- Interactive map of Tamor Pingla Wildlife Sanctuary
- Location: Surajpur District, Chhattisgarh, India
- Nearest city: Surajpur
- Coordinates: 23°39′N 82°54′E﻿ / ﻿23.65°N 82.90°E
- Area: 608.51 km^{2} (234.95 sq mi)
- Elevation: 617 m (2,024 ft)
- Established: 1978 (as wildlife sanctuary); 2021 (as Tiger Reserve);

= Tamor Pingla Wildlife Sanctuary =

Wildlife sanctuary in Chhattisgarh, India

Tamor Pingla Wildlife Sanctuary is located in Surajpur District, Chhattisgarh, in central India. It was declared as a wildlife sanctuary in 1978. In 2021, National Tiger Conservation Authority has approved the Chhattisgarh government's proposal to declare the combined areas of the Guru Ghasidas National Park and Tamor Pingla Wildlife Sanctuary as a Guru Ghasidas - Tamor Pingla Tiger Reserve.

== Geography ==
The northern boundary is the Moran river, eastern boundary is Bonga Nalla, and western boundary is Rihand River. This was notified as Wildlife Sanctuary in 1978. It is named after the Tamor Hill and Pingla Nalla, the old and prominent features of the area.
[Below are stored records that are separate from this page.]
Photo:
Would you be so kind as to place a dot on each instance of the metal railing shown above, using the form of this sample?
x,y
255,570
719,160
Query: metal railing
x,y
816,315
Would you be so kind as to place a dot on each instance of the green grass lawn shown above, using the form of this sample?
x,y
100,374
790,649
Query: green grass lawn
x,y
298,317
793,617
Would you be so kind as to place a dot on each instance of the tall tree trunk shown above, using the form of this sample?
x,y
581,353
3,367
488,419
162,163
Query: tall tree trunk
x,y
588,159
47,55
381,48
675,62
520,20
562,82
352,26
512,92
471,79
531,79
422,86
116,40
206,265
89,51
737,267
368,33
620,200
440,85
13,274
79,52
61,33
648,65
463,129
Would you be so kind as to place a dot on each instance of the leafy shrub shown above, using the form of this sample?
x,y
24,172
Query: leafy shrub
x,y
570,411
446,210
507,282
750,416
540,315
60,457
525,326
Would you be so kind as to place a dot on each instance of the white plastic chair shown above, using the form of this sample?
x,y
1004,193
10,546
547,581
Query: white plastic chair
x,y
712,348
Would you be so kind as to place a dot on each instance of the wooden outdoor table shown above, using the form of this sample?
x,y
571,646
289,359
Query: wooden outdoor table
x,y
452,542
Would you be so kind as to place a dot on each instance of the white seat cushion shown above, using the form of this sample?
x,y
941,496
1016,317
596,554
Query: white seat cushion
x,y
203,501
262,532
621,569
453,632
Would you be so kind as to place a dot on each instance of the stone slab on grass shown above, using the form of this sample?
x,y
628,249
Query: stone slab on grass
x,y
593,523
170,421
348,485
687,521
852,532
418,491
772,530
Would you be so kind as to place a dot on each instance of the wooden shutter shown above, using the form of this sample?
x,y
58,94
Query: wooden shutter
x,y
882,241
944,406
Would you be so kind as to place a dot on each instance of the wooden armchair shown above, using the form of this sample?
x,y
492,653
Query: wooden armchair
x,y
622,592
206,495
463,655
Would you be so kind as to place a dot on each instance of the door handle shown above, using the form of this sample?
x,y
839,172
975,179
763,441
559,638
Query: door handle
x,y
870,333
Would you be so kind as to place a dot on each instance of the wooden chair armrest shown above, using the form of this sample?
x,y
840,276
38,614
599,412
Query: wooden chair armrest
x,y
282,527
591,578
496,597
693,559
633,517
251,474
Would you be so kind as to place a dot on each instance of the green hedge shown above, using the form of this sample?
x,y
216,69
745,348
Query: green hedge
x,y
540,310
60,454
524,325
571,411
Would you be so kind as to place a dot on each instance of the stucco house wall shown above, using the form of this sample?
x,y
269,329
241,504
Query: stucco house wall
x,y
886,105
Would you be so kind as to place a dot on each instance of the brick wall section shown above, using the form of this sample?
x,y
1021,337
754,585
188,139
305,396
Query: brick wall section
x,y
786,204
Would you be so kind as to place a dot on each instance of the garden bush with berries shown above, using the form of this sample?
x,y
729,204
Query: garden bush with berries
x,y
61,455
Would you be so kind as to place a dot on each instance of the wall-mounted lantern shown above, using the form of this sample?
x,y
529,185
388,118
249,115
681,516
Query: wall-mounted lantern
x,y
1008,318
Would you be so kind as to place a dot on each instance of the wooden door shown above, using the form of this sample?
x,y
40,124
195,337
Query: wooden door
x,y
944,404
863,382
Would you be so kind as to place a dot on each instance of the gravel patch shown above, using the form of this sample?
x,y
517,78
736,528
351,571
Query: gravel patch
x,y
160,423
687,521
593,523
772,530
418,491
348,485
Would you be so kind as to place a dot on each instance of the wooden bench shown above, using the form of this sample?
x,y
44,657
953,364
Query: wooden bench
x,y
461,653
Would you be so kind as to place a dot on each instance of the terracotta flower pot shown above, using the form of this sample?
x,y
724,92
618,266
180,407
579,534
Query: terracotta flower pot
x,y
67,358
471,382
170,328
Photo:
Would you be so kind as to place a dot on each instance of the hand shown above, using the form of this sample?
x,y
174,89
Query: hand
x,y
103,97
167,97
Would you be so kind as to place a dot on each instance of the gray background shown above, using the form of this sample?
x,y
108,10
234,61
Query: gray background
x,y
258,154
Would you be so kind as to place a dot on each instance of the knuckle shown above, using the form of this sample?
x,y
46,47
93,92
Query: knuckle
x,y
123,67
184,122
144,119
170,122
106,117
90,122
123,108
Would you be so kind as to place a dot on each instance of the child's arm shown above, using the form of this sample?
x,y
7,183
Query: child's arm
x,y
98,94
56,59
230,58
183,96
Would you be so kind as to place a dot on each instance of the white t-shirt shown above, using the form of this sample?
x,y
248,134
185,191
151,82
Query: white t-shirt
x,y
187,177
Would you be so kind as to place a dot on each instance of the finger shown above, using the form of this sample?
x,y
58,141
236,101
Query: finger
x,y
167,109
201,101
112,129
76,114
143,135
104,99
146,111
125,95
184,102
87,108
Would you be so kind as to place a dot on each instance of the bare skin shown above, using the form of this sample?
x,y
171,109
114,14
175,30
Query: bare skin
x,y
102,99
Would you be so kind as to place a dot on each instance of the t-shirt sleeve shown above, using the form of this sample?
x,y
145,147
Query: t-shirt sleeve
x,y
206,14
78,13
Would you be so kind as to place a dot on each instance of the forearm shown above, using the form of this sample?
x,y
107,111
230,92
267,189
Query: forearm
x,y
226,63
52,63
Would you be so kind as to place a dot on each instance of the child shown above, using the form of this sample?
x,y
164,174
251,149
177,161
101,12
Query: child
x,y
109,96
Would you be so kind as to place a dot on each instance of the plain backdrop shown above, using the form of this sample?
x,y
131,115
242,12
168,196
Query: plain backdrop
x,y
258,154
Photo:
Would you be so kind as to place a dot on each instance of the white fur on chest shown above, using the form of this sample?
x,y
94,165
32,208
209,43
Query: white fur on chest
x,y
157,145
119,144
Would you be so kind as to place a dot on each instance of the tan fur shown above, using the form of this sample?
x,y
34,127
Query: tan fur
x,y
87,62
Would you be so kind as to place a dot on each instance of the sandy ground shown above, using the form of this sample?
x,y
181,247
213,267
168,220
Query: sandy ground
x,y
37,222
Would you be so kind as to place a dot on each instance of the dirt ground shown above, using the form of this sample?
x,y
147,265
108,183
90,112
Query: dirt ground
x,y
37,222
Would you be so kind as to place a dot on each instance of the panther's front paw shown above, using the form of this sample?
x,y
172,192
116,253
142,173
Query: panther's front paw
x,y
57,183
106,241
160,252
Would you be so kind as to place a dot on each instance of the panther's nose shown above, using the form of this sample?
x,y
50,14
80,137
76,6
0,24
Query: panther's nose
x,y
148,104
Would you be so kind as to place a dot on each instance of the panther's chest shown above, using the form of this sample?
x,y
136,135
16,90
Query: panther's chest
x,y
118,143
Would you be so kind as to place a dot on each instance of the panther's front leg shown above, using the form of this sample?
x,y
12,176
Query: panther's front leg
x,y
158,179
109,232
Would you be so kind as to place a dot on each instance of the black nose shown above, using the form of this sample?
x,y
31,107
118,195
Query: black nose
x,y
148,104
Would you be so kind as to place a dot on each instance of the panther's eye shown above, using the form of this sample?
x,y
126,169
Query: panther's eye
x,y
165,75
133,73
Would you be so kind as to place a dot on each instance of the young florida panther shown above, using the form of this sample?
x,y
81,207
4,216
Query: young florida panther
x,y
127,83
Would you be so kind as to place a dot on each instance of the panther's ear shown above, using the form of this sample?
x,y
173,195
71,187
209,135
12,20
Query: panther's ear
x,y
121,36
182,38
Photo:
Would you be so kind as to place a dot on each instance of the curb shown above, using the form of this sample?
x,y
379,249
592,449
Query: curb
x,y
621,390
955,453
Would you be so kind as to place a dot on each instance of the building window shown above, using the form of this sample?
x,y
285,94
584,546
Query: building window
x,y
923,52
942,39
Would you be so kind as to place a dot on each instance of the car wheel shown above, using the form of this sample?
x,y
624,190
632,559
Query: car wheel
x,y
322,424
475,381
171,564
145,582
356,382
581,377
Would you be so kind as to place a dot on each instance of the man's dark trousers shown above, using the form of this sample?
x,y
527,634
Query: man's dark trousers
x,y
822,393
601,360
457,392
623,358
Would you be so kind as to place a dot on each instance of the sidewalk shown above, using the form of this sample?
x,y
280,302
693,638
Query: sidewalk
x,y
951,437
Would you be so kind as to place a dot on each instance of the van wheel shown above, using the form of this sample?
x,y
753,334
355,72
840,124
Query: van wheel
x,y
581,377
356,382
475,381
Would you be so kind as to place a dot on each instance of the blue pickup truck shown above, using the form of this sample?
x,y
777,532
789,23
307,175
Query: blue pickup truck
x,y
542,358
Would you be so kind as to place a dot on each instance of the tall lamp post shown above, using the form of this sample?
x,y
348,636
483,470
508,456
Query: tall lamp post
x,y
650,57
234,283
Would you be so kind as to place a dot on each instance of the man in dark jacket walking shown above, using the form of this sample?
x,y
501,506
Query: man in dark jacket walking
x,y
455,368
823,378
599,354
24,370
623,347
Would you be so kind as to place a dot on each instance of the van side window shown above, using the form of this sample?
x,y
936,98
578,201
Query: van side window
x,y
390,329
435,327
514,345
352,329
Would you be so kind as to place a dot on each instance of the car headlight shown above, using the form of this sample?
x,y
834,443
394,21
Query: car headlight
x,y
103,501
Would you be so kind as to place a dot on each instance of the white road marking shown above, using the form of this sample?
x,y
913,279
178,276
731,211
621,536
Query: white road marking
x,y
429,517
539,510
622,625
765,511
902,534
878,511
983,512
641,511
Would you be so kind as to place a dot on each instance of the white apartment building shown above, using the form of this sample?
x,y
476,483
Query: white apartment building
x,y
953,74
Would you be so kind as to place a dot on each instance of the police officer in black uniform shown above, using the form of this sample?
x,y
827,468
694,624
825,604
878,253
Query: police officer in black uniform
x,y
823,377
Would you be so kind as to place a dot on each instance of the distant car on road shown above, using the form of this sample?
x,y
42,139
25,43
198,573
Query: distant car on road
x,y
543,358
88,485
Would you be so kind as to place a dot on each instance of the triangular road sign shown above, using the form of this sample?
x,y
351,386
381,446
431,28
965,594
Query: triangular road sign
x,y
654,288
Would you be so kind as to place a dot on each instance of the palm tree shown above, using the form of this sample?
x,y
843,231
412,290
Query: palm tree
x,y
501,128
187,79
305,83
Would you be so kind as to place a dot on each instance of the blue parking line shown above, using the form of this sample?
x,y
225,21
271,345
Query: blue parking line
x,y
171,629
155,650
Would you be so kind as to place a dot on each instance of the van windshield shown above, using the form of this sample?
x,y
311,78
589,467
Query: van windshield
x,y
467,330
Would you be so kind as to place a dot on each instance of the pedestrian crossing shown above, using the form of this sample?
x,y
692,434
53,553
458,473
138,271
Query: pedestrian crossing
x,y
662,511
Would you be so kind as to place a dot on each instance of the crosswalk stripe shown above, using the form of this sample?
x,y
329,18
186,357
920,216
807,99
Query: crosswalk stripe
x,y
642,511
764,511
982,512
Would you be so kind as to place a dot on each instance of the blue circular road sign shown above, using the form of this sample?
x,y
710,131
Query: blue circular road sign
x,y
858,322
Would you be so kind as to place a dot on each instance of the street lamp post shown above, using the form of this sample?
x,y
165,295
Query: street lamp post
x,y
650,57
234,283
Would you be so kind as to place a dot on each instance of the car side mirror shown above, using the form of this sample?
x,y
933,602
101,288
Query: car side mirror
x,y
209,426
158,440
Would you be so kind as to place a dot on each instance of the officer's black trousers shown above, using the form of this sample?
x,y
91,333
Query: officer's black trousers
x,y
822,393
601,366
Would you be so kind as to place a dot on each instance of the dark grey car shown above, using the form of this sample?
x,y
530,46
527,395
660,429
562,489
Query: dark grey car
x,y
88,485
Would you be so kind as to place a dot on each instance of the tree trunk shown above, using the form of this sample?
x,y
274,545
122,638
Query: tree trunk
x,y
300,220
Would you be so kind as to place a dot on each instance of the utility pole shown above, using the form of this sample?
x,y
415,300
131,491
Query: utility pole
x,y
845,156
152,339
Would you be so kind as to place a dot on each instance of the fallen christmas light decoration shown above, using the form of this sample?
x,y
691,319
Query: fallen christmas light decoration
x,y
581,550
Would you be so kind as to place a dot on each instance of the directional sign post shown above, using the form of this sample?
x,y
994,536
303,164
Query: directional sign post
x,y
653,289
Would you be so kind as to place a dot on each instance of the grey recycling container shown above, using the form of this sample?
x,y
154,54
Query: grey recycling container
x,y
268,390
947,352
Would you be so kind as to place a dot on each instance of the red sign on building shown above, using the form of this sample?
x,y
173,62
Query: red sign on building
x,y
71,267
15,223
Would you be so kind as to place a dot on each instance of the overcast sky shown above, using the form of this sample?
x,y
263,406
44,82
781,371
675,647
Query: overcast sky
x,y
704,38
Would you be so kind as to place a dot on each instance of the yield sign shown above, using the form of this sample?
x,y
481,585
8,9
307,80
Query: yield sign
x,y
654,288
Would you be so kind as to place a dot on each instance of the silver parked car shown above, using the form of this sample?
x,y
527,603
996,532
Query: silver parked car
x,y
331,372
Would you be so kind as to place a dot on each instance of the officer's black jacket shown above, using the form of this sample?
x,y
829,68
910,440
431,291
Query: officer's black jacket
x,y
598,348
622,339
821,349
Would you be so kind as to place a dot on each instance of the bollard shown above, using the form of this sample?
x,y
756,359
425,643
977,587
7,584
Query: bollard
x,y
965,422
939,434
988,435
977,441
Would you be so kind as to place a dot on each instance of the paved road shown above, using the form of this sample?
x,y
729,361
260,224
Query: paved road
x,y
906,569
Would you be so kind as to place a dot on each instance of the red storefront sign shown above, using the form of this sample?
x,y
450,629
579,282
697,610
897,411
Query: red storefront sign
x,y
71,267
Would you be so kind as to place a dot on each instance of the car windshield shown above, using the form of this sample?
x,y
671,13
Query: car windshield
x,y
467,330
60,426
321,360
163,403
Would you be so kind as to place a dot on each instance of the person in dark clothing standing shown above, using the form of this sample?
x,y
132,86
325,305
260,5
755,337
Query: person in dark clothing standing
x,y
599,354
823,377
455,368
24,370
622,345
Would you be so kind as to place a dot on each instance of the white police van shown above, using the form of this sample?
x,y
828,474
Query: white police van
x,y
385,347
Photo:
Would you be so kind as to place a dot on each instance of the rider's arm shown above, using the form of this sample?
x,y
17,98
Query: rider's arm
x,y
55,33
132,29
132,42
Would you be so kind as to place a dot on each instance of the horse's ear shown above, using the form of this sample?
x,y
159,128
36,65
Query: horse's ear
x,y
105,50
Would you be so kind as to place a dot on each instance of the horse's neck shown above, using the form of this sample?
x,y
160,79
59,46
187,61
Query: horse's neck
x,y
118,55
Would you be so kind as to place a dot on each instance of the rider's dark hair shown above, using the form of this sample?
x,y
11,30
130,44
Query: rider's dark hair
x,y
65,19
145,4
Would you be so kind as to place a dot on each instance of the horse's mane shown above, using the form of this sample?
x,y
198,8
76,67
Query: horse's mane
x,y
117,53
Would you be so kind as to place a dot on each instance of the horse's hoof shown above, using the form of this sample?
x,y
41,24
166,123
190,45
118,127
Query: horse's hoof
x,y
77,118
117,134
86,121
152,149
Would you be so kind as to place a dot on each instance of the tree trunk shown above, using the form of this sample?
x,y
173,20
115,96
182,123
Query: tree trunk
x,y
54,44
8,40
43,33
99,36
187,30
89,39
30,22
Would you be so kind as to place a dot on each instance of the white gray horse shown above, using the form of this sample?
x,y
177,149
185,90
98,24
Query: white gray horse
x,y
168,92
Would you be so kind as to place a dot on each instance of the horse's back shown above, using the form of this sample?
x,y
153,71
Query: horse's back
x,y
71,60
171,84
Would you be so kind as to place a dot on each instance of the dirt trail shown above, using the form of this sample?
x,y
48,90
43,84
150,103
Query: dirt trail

In 2011, it was notified by Chhattisgarh's Government as a part of Surguja Jashpur Elephant Reserve. It is spread over 608.55 km2.

== Flora ==
The area is consist of mixed deciduous forests of Sal and bamboo tree.

== Fauna ==
The sanctuary supports Asian elephant, Bengal tiger, Indian leopard, bears, sambar, nilgai, chital, bison, chousingha, chinkara, muntjac, boar, dhole, wolf, jackal, hyena, hare, cobras, pythons, red jungle fowl, gray jungle fowl and green pigeon.

== Access ==
The sanctuary is about 35 km north of Surajpur.